This proceeding was brought by the three children of Cornelia B. Hoyt under section 145 of the Surrogate's Court Act to procure a construction of the will such as would require the trustees to pay to them in equal shares the renounced part of the residuary estate on the theory that they were substitutional legatees and devisees under the will. A gift may be said to be "substitutional" only where the testator provides in his will that someone will take the gift in the event of the original beneficiary dying before the period of distribution (69 C.J., Wills, § 1356). One taking by substitution can take *Page 190 only under the terms of the will (Graham v. Graham, 66 Penn. St. 477) subject to the same conditions as are attached to the original gift. Substitutional donees were named in the will in the event of the death of Mrs. Hoyt before the death of the widow. That event did not occur. If aid should be given to the petitioners by the court, it would effectually thwart the purpose of the testator. Mrs. Hoyt may, perhaps, reject her brother's bounty. To accomplish that, she cannot say for her brother, at her own election, that he extended that same bounty to her children to whom she may wish the property ultimately to pass without the burdens resting upon them as her heirs and legatees attached. The test is, could those children take at the death of the widow under any contingency if their mother was then alive? The answer is, "No." The gift was specifically to Mrs. Hoyt, their mother, and not to them. Neither the mother nor the courts could make a new will for the testator by some act of the mother alone.

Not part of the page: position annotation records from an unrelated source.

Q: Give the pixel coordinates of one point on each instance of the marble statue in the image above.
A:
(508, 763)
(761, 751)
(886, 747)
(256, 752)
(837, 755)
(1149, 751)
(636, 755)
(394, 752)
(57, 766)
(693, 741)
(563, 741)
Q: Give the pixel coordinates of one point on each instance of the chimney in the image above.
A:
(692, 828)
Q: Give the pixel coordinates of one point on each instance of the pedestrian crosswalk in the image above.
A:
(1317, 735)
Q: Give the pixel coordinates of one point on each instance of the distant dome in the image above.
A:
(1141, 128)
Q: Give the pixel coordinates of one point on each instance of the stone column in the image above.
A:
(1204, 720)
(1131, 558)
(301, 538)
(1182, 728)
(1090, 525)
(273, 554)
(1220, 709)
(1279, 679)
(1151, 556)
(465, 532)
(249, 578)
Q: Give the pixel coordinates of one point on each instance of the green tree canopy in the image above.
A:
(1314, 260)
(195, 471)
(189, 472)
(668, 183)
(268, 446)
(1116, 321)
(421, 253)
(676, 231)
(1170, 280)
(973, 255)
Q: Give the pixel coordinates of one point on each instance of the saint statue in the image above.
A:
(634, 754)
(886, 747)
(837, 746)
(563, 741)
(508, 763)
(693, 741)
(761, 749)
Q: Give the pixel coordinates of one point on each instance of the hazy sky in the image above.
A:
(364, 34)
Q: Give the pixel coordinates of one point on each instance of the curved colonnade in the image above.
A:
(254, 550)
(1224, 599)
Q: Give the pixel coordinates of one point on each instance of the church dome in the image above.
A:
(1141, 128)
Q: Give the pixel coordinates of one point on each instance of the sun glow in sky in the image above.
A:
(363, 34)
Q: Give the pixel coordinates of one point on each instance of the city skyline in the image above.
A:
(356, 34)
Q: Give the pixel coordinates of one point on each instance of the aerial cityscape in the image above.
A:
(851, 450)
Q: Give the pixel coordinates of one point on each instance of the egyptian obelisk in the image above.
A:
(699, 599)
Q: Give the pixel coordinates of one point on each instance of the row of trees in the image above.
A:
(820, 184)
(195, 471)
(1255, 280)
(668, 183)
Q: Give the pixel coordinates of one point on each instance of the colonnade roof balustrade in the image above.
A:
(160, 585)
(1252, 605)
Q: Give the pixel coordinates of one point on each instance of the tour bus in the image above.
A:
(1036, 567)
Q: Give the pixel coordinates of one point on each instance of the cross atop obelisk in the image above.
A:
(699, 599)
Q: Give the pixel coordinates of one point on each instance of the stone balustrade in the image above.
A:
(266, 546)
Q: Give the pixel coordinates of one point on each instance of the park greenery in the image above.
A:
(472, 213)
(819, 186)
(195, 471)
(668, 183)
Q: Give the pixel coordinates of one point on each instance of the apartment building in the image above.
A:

The effect of the decision below may result in the testator dying intestate as to the part of his estate Mrs. Hoyt has undertaken to renounce (Wright v. Wright, 225 N.Y. 329, 340). It cannot be presumed that the testator contemplated renunciation of the gift by Mrs. Hoyt and whether he should die intestate by her act cannot enter into or affect a construction of the will. We need not therefore pause to give any consideration to the rule that a testator is presumed not to have intended to die intestate. The legal effect of the attempted renunciation if it had any validity at all is not a necessary part of a decision of this case.
Only by parties interested under the will of a testator may construction be sought. The Surrogate properly dismissed the proceedings since the petition showed on its face that the petitioners were not interested parties within the meaning of section 145 of the Surrogate's Court Act.
The order should be affirmed, with costs to the respondent payable out of the fund.
LEHMAN, Ch. J., LOUGHRAN, LEWIS, CONWAY, DESMOND and THACHER, JJ., concur.